You might call this salvation by participation. Christ has participated in human nature, so all human nature has (again, by Grace) communicated in or exchanged or participates in the properties of Christ’s divinity. Everything that is Christ’s by nature is ours by Grace because Christ has taken on our nature. In a sense, this is a done deal, fiat accompli. No matter what any particular human being does or does not do, wants or does not want, human nature has been “joined to heavenly things” (as it says in the Divine Liturgy), and this reality influences everything. And yet, each human being also responds to this reality: “And this is the judgment, that the light has come into the world, and men loved darkness rather than light because their deeds are evil. For everyone practicing evil hates the light and will not come to the light, lest his deeds should be exposed. But he who does the truth come to the light” (John 3: 19-21). The light has come. The Grace of God has divinized human nature and those who do the truth come to the light, but those who are practicing evil hate the light.

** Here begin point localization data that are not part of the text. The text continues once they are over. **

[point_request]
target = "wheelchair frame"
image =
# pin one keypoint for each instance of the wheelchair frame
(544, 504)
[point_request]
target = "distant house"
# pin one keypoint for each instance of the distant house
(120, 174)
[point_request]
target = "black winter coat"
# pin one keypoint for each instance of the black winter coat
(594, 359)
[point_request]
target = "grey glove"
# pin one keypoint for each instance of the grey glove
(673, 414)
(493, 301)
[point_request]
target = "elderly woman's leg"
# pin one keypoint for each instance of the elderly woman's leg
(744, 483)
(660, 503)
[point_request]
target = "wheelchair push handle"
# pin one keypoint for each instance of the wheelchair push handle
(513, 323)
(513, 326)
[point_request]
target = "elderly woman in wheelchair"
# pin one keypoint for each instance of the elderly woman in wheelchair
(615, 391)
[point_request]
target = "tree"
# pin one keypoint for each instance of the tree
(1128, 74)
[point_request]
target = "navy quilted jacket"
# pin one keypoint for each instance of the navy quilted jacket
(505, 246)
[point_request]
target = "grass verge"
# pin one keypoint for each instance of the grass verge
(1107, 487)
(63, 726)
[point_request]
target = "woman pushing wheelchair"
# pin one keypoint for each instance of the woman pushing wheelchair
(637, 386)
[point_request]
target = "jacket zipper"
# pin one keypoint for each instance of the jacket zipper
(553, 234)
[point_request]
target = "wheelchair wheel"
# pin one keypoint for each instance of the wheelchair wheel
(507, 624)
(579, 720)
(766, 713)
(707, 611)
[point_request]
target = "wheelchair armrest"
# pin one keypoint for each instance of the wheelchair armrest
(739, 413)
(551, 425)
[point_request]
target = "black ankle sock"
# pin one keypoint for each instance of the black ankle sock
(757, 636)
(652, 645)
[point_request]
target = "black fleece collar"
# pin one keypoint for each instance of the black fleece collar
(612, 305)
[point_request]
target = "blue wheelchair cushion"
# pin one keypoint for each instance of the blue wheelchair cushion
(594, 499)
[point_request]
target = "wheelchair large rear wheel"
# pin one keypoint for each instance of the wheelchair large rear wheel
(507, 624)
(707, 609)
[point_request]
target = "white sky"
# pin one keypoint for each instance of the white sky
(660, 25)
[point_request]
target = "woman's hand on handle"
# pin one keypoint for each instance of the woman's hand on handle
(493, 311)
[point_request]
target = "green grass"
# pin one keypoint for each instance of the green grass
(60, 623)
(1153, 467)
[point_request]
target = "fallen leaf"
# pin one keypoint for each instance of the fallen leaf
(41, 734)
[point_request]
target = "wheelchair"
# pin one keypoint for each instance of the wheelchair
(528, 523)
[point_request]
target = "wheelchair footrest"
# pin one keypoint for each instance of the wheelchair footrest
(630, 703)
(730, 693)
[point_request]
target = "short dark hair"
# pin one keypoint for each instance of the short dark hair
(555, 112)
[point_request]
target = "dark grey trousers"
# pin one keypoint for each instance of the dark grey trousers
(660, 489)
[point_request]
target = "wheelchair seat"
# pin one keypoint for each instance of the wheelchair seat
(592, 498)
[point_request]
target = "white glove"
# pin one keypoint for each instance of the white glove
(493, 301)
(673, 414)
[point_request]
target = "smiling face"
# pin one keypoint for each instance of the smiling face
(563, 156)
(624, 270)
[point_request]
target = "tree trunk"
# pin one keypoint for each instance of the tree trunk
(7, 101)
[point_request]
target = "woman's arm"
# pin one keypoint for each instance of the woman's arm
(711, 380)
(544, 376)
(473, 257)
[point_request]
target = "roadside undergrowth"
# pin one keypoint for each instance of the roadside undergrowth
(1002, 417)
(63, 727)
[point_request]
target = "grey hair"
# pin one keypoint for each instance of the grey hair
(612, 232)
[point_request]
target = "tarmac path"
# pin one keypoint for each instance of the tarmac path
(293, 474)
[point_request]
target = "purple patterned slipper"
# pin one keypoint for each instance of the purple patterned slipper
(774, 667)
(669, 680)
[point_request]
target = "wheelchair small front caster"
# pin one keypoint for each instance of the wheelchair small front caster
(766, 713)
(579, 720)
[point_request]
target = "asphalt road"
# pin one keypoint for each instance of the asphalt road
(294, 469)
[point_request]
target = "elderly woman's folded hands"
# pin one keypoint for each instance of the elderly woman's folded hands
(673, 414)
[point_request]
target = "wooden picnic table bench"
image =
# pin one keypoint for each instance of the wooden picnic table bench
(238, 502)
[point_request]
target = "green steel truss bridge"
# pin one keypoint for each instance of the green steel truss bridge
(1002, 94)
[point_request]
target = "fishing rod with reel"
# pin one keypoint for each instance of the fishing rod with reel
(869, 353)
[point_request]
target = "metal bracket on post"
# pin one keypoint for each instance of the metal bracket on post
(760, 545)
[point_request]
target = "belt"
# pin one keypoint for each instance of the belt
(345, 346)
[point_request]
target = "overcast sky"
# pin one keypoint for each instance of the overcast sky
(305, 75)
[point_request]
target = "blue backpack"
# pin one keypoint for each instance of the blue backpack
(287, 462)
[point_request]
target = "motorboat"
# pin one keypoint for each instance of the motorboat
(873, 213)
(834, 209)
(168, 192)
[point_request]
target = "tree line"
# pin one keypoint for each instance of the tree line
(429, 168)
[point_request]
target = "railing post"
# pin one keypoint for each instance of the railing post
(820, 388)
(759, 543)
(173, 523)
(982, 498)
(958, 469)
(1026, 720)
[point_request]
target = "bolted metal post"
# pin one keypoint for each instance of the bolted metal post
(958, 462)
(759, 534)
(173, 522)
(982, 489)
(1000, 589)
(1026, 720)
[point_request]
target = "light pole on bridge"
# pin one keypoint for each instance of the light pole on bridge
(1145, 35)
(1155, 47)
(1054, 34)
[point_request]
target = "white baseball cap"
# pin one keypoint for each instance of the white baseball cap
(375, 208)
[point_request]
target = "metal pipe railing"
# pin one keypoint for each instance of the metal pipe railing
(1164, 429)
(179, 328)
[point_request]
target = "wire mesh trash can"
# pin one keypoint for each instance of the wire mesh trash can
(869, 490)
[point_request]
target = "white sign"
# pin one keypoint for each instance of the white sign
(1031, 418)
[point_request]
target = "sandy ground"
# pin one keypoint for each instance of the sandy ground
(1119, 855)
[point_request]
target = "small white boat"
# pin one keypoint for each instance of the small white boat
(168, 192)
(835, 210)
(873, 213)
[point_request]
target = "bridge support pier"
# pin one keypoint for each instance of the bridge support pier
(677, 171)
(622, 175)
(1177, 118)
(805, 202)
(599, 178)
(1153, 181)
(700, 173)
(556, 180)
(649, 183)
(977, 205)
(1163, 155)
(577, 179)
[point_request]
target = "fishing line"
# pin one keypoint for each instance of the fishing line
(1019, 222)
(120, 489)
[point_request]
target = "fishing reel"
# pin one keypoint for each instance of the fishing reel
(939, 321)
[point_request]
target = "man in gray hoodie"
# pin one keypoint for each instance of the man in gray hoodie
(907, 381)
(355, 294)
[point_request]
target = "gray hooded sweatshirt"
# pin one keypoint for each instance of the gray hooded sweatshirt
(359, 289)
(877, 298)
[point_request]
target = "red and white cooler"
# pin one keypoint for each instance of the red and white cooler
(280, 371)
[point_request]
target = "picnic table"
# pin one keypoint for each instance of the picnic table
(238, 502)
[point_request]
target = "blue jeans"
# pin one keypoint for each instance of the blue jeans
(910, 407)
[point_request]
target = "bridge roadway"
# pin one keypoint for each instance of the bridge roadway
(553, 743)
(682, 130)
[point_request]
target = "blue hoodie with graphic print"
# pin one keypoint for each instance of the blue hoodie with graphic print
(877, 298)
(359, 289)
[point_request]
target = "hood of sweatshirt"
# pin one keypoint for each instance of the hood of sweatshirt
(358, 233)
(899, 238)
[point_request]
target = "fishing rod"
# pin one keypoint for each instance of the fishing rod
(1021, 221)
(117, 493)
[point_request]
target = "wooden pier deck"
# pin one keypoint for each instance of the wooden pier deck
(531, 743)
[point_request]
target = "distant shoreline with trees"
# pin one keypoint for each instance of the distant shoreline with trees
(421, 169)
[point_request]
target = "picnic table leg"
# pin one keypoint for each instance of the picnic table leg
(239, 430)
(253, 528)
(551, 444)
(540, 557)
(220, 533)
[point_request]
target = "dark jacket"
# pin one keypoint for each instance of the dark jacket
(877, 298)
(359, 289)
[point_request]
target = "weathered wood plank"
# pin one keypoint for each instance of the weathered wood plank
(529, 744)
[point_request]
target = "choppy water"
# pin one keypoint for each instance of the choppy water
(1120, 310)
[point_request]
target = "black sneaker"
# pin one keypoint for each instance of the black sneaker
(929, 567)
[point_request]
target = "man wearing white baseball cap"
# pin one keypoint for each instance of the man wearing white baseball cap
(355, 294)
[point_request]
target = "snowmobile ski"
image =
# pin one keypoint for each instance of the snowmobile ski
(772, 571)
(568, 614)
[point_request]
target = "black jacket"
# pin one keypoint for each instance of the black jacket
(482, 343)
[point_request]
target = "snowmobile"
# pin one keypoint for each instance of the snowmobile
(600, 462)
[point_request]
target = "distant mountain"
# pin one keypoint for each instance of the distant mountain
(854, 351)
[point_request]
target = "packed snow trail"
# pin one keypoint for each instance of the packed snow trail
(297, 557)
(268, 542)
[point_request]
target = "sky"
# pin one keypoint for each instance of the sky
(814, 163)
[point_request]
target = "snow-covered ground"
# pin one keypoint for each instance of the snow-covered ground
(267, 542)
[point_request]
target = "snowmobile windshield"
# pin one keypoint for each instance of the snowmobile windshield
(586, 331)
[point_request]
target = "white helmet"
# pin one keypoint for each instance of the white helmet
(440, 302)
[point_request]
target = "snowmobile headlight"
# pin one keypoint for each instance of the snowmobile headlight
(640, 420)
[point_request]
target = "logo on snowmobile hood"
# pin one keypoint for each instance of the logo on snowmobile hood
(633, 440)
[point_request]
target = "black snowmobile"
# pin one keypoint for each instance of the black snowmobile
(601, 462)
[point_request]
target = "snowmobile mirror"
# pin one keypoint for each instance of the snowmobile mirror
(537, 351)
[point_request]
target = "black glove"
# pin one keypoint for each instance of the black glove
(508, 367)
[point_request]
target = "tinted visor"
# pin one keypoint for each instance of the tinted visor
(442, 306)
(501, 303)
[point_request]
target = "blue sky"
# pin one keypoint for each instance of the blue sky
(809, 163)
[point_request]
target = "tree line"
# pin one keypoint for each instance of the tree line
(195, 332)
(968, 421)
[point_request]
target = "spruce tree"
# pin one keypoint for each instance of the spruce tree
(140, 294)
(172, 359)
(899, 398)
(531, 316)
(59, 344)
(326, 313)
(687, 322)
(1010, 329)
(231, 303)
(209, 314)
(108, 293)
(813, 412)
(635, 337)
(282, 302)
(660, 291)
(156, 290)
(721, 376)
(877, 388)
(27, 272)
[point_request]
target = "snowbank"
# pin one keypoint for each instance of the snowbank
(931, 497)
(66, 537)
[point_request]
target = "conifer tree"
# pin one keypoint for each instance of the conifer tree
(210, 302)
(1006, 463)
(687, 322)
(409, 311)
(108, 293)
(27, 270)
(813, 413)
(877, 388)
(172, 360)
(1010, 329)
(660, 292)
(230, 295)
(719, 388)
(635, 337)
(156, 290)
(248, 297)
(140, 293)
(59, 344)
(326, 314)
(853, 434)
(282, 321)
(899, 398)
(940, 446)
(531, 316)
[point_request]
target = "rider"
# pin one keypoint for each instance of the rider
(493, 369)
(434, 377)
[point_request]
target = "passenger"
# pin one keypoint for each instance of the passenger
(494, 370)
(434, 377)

Each human person is free. Really, it all now comes down to love. Do we love the light or the darkness? One of the biblical and central metaphors of the Christian relationship with God is that of Bride of Christ. And like in any marriage, it takes two to turn hell into heaven. When we love Christ, love the light, following joyfully his commandments, we are happily married to God in Christ. At death, a door opens and all of the passions, temptations, confusions and ignorances that made it difficult for us to fully express our love for Christ will pass away, and the little bit of heaven we experienced on earth will give way to the full embrace of the heavenly bridal chamber. If, however, we have hated the light, if we have refused to come to the light; then death will be a doorway into a hell unlike any imaginable, for all of the entertainments, distractions, excuses and accusations that we have used to shied ourselves from the presence of our loving heavenly spouse will disappear. Then only the light, the light that we cannot hide from, the light that we have hated, will shine brighter than the sun. The hell begun in this life will continue with unimaginable intensity in the next. It’s all a matter of what, or better, whom, we love.